A reading of 100 is deemed neutral, meaning the number of optimists and pessimists is equal. A figure above 100 indicates optimists outnumber pessimists while a figure below 100 suggests pessimists outnumber optimists.
Westpac report that two of the five survey components fell during the month with weakness in perceptions towards the economy offset by strength in those towards family finances and whether now was a good time to buy a major household item.
Sentiment towards economic conditions looking five years ahead fell by 11.3%, near triple the decline registered for the year ahead which slid 4.2%.

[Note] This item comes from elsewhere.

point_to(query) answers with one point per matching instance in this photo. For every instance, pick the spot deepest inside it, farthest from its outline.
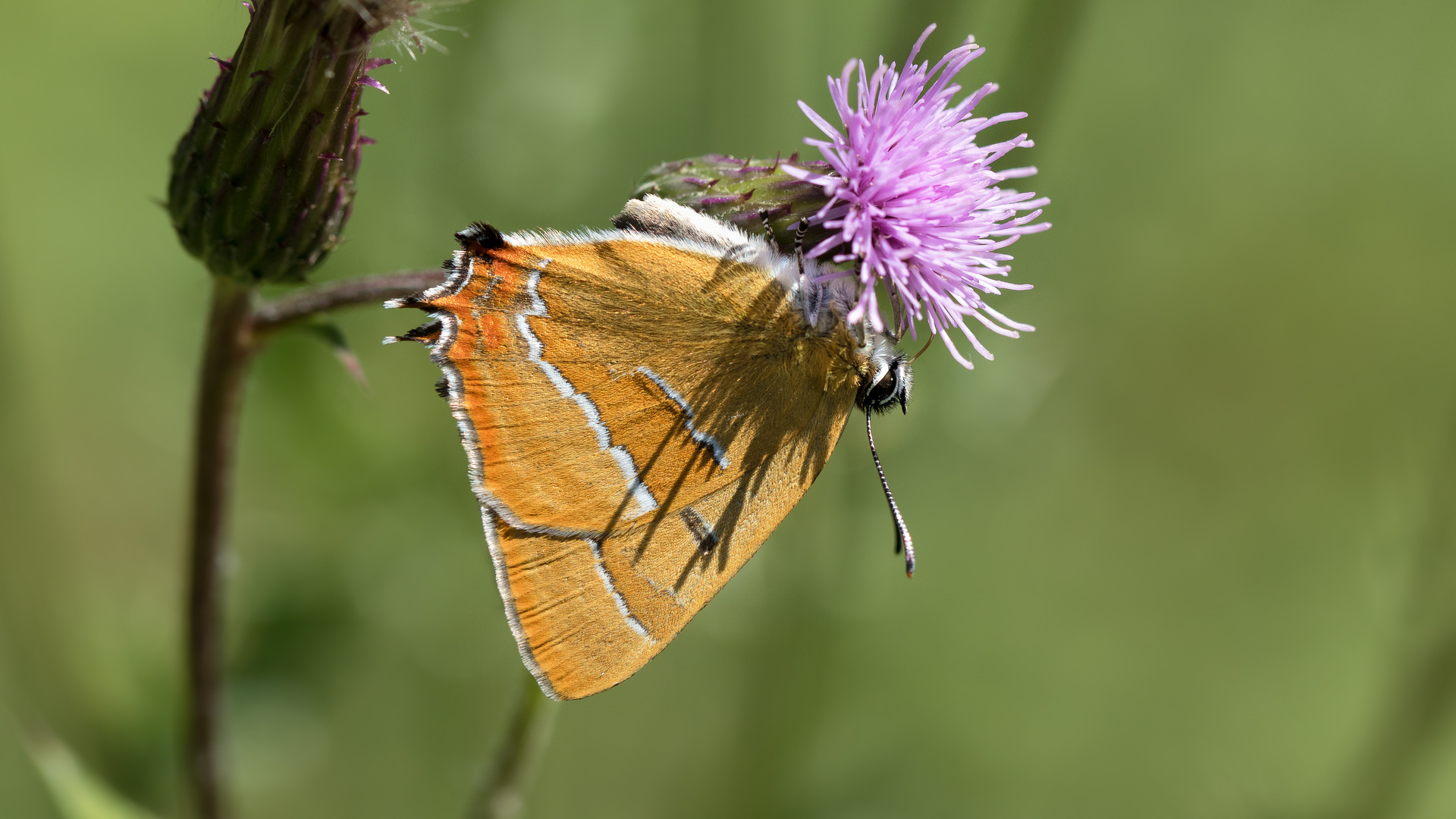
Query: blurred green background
(1188, 550)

In contrast, gauges on family finances, both looking back a year and in the year ahead, rose strongly, adding 5.5% and 5.8% respectively. In addition, the component index indicating whether now was a good or bad time to buy major household items increased by 0.8%.
While the monthly movements were mixed, Westpac note that all gauges are higher than they were 12 months earlier with gains ranging from 8% to 13.4%.
The table below, supplied by Westpac, reveals the individual movements in the survey’s five components – both compared to November and a year earlier.
Despite the small dip in sentiment, Westpac chief economist believes the December result was reasonable nonetheless.
“The Index has held on to most of the gains from last month’s surprise 4% lift and is 10.7% above its levels this time last year,” wrote Evans, adding “there have only been two months since January 2014 with higher index readings.”
He also notes that the movements in the surveys five components were largely a reversal of those movements seen in November.
“Last month we saw a surge in sub-indexes measuring the economic outlook whereas respondents assessments of their finances deteriorated. We attributed the economic boost to confidence in the Government’s new leadership team, and the concerns around finances to the banks’ mortgage interest rate increases in October.”
“In this month’s survey assessments around finances have almost fully recovered their October levels but expectations for the economic outlook have been pared back, albeit with these components still well above their October levels.”
Outside of the main survey components, expectations for unemployment deteriorated modestly for a second consecutive month, something that came despite recent strength in labour market data. The surveys unemployment expectations index rose by 1.7%, although it remains some 9.4% below the level seen just two months earlier. A higher reading suggests confidence in the labour market is weakening.
Fitting with the recent trend in auction clearance rates and house prices, the index tracking assessments of whether now was a ‘time to buy a dwelling’ fell by a further 3.4% to 99.5. The index is now 5.3% below the level of a year ago and 31.5% below its most recent high set in September 2013.
The decline in buying sentiment was mirrored in the separate house price expectations index which fell 9.4%. In what is a worrying sign for near-term property market conditions, it has fallen 19.7% over the past year and 38% from its peak in 2013.
“Housing-related sentiment continues to show sharper falls and considerably weaker reads in NSW and Victoria where the individual state ‘time to buy a dwelling’ indexes are at 78.0 and 83.4 respectively,” noted Evans.
“House price expectations have also fallen more heavily in these two states although households in WA remain the most pessimistic on prices.”